The following model is a simplified version of the multiple regression model used by Biddle and Hamermesh (1990) to study the tradeoff between time spent sleeping and working and to look at other factors affecting sleep:

sleep=B_0+B_1 totwork+B_2 educ+B_3 age+u
Where sleep and totwork(total work) are measured in minutes per week and educ and age are measured in years.
If adults trade off sleep for work what is the sign of B_1?
What signs do you think of B_2and B_3?
Suppose the estimated equation is;
(sleep) ̂=3638.25-0.148totwork-11.13educ+2.20age
n=706 and R^2= 0.113
If someone works five more hours per week, by how many minutes sleep is predicted to fall? Is this a large trade off?
Discuss the sign and magnitude of the estimated coefficient on educ
Would you say, totwork, educand age explain much of the variation in sleep? What other factor affect the time spent sleeping? Are these likely to be correlated withtotwork?

To determine the sign of B1, we need to understand the relationship between sleep and total work.

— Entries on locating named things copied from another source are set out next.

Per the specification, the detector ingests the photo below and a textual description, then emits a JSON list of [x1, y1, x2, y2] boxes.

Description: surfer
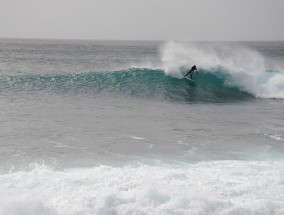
[[184, 65, 198, 79]]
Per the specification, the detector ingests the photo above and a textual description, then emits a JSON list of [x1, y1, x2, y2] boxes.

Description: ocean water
[[0, 39, 284, 215]]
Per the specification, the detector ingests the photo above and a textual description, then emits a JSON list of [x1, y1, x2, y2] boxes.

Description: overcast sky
[[0, 0, 284, 40]]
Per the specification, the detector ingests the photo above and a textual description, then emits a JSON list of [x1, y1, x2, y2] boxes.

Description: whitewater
[[0, 39, 284, 215]]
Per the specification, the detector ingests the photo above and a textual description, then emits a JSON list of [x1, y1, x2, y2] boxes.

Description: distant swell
[[0, 68, 282, 102]]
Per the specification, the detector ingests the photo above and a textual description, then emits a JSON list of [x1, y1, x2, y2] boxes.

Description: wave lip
[[161, 42, 284, 98], [0, 68, 253, 103]]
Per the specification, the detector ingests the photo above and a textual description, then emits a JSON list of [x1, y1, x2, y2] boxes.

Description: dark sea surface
[[0, 39, 284, 215]]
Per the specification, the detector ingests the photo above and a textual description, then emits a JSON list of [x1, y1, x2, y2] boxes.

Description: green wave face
[[0, 69, 254, 103]]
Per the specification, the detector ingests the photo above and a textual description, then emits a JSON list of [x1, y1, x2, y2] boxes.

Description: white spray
[[161, 42, 284, 98]]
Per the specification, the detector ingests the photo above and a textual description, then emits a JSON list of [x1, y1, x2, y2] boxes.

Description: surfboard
[[184, 77, 196, 83]]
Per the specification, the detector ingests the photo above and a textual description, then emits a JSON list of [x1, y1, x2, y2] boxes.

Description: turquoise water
[[0, 40, 284, 214]]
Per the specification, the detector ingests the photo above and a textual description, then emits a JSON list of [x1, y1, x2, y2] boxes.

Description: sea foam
[[161, 42, 284, 98], [0, 161, 284, 215]]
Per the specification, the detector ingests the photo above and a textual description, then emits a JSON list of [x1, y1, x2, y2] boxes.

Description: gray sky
[[0, 0, 284, 40]]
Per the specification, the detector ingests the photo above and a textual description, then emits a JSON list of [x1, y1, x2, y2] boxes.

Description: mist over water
[[0, 40, 284, 215]]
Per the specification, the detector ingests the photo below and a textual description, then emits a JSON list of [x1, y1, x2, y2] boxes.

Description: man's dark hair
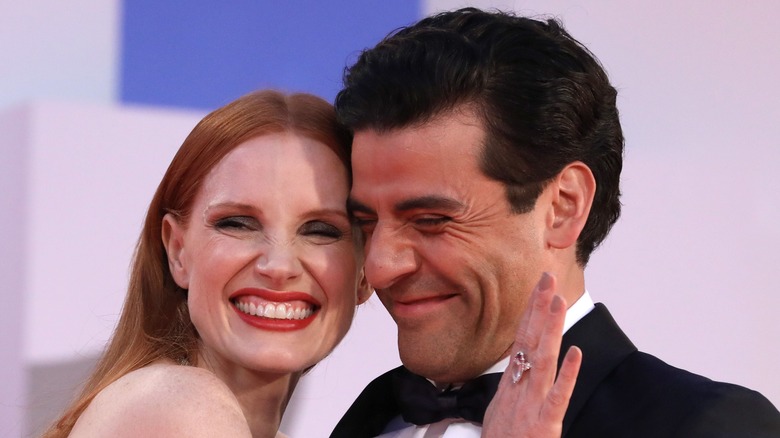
[[336, 8, 623, 266]]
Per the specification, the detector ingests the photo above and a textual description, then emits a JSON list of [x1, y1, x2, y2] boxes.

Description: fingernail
[[550, 295, 563, 313], [539, 272, 552, 290]]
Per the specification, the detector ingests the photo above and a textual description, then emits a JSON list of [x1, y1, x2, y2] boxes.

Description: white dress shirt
[[379, 290, 595, 438]]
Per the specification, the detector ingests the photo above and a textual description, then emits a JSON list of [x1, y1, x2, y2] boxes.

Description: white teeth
[[235, 301, 314, 319]]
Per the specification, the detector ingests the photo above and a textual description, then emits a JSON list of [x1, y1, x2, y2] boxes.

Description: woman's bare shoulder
[[71, 363, 251, 437]]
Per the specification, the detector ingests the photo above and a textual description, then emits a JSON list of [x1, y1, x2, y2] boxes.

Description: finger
[[526, 295, 566, 395], [512, 272, 556, 352], [494, 272, 555, 403], [539, 346, 582, 424]]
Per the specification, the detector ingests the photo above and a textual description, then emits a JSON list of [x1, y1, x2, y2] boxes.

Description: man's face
[[350, 112, 548, 382]]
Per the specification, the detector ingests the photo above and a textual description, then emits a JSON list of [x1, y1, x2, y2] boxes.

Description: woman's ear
[[357, 268, 374, 304], [547, 161, 596, 249], [162, 213, 190, 289]]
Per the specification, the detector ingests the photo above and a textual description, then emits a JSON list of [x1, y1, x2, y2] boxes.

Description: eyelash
[[301, 221, 344, 239], [214, 216, 344, 240], [214, 216, 259, 230]]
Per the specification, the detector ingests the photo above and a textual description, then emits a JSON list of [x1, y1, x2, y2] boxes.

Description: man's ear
[[162, 213, 190, 289], [547, 161, 596, 249], [357, 268, 374, 304]]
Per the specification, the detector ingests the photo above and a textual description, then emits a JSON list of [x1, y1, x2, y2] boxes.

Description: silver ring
[[512, 351, 531, 383]]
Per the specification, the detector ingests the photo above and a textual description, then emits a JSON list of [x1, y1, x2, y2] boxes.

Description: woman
[[45, 91, 573, 437]]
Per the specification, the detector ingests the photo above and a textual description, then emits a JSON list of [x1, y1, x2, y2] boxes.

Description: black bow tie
[[393, 368, 501, 425]]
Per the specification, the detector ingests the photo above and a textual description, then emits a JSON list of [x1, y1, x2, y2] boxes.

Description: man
[[332, 8, 780, 438]]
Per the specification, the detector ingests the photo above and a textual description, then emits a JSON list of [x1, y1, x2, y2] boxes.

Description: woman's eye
[[214, 216, 259, 230], [301, 221, 344, 239]]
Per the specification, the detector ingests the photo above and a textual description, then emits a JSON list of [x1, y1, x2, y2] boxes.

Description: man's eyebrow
[[395, 195, 464, 211], [347, 195, 464, 215]]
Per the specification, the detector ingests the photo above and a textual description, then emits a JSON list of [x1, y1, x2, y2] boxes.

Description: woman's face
[[163, 133, 369, 374]]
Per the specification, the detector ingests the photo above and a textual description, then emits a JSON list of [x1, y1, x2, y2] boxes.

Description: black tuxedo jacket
[[331, 304, 780, 438]]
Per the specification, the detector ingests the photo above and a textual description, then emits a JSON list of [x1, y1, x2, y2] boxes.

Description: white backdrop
[[0, 0, 780, 437]]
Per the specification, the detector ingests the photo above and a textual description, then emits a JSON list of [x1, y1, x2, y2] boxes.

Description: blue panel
[[120, 0, 420, 109]]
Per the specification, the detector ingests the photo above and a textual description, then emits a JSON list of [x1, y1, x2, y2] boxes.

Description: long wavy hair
[[43, 90, 351, 437]]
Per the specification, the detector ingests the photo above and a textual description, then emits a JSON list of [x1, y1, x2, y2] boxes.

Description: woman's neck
[[198, 357, 300, 438]]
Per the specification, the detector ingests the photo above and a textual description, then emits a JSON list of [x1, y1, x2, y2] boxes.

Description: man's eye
[[301, 221, 344, 239], [414, 216, 452, 227], [214, 216, 260, 230]]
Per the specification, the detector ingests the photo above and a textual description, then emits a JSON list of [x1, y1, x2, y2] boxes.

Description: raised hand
[[482, 273, 582, 438]]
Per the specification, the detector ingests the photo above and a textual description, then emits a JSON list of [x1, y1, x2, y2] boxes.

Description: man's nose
[[365, 224, 418, 289]]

In this case, B1 represents the coefficient for total work (totwork) in the regression model. If adults trade off sleep for work, we would expect an inverse relationship between the two variables. In other words, as total work increases, sleep is predicted to decrease. Therefore, the sign of B1 is expected to be negative.

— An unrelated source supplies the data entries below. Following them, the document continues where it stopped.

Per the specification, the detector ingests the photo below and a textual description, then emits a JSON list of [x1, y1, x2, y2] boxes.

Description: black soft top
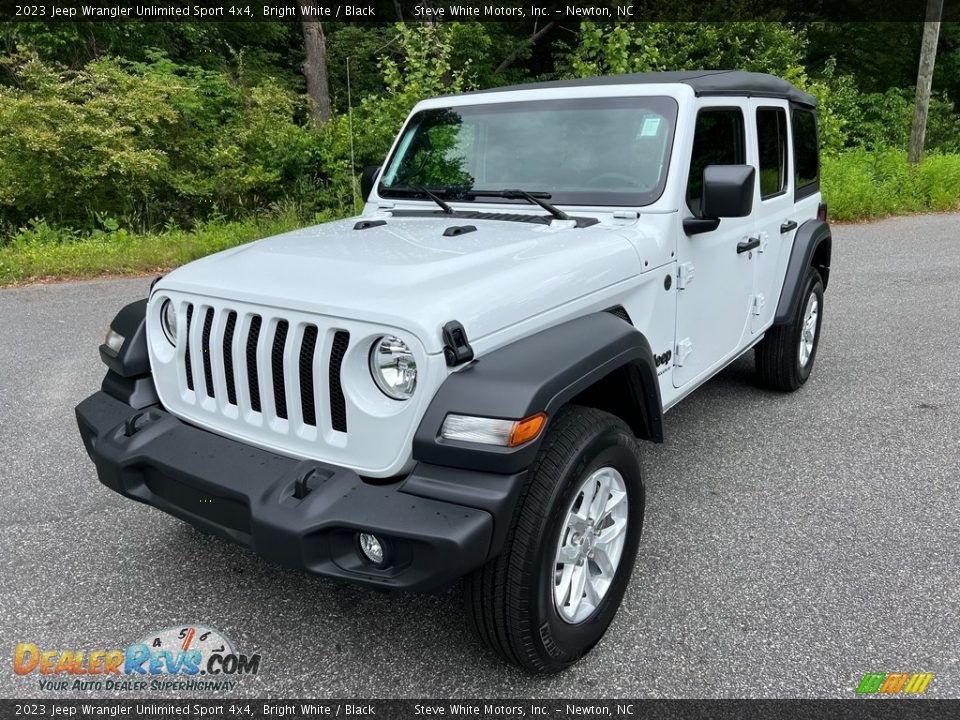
[[464, 70, 817, 107]]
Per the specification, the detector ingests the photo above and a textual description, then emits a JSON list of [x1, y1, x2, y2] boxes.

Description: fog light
[[360, 533, 387, 567], [103, 328, 123, 353]]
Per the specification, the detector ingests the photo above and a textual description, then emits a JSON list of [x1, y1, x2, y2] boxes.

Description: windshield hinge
[[443, 320, 473, 367]]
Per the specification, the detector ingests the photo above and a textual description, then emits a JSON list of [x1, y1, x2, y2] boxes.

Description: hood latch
[[443, 320, 473, 367]]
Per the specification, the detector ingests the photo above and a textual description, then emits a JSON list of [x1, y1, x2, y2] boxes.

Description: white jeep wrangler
[[77, 72, 831, 672]]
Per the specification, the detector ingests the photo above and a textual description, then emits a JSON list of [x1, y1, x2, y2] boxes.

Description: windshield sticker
[[640, 118, 660, 137]]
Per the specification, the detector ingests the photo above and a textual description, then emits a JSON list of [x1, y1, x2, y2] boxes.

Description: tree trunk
[[907, 0, 943, 165], [300, 16, 332, 127], [493, 20, 559, 74]]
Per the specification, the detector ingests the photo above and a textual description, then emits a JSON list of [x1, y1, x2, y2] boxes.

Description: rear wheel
[[754, 268, 823, 391], [464, 407, 644, 672]]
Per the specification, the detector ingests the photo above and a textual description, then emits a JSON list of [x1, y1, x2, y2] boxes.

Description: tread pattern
[[464, 406, 639, 672]]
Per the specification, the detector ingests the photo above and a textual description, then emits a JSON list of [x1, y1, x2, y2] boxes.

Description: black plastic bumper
[[76, 392, 524, 591]]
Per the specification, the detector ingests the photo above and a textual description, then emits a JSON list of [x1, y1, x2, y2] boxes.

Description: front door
[[673, 99, 755, 387]]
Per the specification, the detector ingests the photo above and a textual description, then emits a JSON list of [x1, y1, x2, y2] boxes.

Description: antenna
[[347, 33, 400, 215], [347, 55, 358, 215]]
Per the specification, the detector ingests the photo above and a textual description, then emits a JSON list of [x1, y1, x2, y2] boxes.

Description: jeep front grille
[[180, 303, 350, 434]]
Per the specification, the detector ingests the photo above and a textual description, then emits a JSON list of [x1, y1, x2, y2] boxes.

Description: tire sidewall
[[793, 268, 823, 385], [528, 426, 644, 665]]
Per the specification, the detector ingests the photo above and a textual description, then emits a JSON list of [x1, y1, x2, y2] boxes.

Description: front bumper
[[76, 391, 525, 591]]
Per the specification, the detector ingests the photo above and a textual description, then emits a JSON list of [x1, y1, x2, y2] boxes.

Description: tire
[[754, 268, 823, 392], [464, 406, 644, 673]]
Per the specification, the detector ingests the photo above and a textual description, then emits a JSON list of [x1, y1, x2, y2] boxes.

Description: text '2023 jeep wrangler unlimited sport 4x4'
[[77, 72, 831, 672]]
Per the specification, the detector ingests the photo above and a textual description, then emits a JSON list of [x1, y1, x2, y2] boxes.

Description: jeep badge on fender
[[77, 71, 831, 672]]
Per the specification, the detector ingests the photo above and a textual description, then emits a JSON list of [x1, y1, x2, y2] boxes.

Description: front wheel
[[464, 407, 644, 673], [754, 268, 823, 391]]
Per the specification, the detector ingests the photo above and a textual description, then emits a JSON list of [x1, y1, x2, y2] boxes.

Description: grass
[[0, 150, 960, 286], [0, 214, 305, 285], [821, 150, 960, 220]]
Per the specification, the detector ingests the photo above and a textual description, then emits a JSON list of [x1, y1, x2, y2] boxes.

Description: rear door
[[750, 99, 799, 334]]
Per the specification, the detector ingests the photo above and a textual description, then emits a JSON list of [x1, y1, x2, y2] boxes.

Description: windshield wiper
[[466, 190, 570, 220], [387, 185, 453, 215]]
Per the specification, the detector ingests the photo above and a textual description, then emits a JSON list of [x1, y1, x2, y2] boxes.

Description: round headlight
[[160, 300, 177, 345], [370, 335, 417, 400]]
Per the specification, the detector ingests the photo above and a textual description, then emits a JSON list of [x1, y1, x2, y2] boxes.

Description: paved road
[[0, 215, 960, 697]]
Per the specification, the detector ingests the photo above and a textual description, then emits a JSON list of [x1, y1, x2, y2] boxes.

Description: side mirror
[[700, 165, 757, 218], [683, 165, 757, 235], [360, 165, 380, 202]]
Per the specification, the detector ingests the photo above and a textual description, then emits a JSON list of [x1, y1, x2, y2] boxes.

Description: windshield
[[378, 97, 677, 206]]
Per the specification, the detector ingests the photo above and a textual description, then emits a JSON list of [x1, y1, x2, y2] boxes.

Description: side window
[[793, 109, 820, 196], [757, 108, 787, 200], [687, 108, 747, 217]]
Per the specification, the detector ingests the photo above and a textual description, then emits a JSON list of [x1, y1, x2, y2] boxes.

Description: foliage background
[[0, 22, 960, 281]]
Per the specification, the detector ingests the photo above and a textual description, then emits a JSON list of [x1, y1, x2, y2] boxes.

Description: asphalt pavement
[[0, 214, 960, 698]]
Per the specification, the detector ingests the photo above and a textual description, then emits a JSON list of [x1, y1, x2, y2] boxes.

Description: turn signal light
[[440, 412, 547, 447], [507, 413, 547, 447]]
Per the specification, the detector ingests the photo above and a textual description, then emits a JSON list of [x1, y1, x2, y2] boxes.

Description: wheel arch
[[413, 312, 663, 473], [773, 220, 833, 325]]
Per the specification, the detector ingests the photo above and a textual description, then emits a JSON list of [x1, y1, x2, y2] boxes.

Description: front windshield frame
[[377, 95, 679, 207]]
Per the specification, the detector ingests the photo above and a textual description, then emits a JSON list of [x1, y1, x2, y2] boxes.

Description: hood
[[158, 216, 640, 353]]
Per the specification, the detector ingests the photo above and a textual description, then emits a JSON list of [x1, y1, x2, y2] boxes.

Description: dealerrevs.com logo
[[13, 624, 260, 692], [857, 673, 933, 695]]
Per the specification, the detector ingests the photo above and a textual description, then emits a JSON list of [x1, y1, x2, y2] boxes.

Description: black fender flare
[[773, 220, 833, 325], [413, 312, 663, 473]]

For B2 and B3, which represent the coefficients for education (educ) and age, respectively, it is difficult to determine the signs based solely on the information provided. The signs could be positive, negative, or zero, depending on the specific relationship between these variables and sleep. We would need more contextual information or statistical analysis to make an accurate determination.

To find the predicted decrease in sleep when someone works five more hours per week, we can substitute the given values into the estimated equation. Given the equation (sleep) ̂= 3638.25 - 0.148totwork - 11.13educ + 2.20age, we can calculate the change in sleep by substituting totwork with the new value (totwork + 5) and evaluating the difference in predicted sleep. This will provide the estimate of the fall in sleep minutes.

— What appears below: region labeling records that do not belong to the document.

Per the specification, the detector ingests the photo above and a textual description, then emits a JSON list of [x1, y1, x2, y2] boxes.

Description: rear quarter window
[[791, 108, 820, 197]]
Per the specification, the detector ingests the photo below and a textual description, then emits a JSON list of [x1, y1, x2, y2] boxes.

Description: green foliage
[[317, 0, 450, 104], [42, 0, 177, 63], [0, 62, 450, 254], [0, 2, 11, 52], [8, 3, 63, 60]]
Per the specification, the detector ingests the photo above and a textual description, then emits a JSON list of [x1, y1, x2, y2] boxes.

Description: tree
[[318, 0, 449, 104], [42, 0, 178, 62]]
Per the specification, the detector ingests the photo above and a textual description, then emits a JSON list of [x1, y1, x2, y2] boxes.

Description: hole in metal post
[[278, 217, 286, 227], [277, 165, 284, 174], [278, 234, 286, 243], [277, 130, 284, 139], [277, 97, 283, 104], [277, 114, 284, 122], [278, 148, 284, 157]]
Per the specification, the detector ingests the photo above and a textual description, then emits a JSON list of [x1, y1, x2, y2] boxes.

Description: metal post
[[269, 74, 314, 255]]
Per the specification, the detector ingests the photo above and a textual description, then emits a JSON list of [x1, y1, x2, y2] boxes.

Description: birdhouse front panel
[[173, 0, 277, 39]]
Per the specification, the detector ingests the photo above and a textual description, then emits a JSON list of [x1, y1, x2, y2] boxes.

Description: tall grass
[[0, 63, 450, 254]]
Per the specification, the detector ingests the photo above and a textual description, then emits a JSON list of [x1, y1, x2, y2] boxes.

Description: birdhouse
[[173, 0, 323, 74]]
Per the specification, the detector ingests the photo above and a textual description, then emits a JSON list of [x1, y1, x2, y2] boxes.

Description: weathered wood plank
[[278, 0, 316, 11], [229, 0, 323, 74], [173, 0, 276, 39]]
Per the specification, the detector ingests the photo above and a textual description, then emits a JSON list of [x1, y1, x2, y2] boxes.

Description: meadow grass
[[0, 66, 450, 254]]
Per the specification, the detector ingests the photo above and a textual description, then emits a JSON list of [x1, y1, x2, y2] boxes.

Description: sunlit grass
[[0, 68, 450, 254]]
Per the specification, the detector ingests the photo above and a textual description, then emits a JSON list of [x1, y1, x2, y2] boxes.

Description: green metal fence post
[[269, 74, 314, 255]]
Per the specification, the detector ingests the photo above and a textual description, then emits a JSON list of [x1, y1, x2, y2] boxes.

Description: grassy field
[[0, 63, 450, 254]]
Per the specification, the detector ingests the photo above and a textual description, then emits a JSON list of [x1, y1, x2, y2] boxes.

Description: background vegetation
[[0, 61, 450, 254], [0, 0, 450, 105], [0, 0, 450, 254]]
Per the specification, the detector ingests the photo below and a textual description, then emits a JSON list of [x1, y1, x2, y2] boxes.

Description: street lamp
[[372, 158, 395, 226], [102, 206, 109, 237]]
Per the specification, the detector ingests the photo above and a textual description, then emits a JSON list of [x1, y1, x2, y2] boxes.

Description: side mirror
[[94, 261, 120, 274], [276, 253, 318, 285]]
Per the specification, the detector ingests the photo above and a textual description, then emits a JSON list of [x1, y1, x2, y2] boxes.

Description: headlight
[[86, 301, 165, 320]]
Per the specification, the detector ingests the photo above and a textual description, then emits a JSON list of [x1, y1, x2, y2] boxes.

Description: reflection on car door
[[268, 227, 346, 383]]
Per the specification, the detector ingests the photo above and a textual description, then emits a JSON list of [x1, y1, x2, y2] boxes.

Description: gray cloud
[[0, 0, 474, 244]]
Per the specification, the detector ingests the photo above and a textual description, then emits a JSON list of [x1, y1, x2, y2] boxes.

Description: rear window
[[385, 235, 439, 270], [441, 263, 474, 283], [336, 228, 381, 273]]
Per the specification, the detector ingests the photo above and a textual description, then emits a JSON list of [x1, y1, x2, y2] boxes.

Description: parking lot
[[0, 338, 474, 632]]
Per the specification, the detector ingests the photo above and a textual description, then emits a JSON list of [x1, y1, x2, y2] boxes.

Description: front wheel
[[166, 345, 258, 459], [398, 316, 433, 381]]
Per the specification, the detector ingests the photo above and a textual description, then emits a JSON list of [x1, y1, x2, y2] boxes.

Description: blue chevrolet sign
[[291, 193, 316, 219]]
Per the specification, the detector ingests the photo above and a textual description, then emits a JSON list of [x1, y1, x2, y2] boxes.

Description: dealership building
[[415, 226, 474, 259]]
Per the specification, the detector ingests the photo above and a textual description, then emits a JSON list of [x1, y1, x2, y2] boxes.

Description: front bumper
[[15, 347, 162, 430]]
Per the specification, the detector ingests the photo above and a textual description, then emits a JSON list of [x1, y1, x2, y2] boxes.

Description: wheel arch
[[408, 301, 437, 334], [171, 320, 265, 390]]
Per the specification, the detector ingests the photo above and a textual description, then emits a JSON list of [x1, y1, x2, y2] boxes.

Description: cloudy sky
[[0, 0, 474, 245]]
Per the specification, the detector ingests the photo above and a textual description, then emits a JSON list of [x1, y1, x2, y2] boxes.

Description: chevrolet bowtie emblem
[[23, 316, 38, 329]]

The magnitude of the trade-off can be assessed by comparing the absolute value of the coefficient for totwork (-0.148) and multiplying it by the change in totwork. If the resulting number is large, it suggests a substantial trade-off, whereas a smaller number indicates a smaller trade-off.

To discuss the sign and magnitude of the estimated coefficient on education (educ), we can observe that the coefficient is negative (-11.13). This suggests that holding other factors constant, an increase in education is associated with a decrease in sleep. However, without further analysis or more contextual information, it is difficult to determine the magnitude of this relationship. It would require evaluating the coefficient in relation to the range of values and the specific unit of measurement for education.

Based on the information provided, the R-squared value of 0.113 implies that totwork, educ, and age together account for approximately 11.3% of the variation in sleep. This means that the model, including these variables, explains only a small portion of the variation in sleep. Therefore, other factors not included in the model likely affect the time spent sleeping. These factors can vary individually and may or may not be correlated with totwork.

To determine if other factors are likely to be correlated with totwork, we would need additional information or conduct further statistical analysis. It is difficult to make conclusive statements on potential correlations without specific knowledge of the data or variables involved.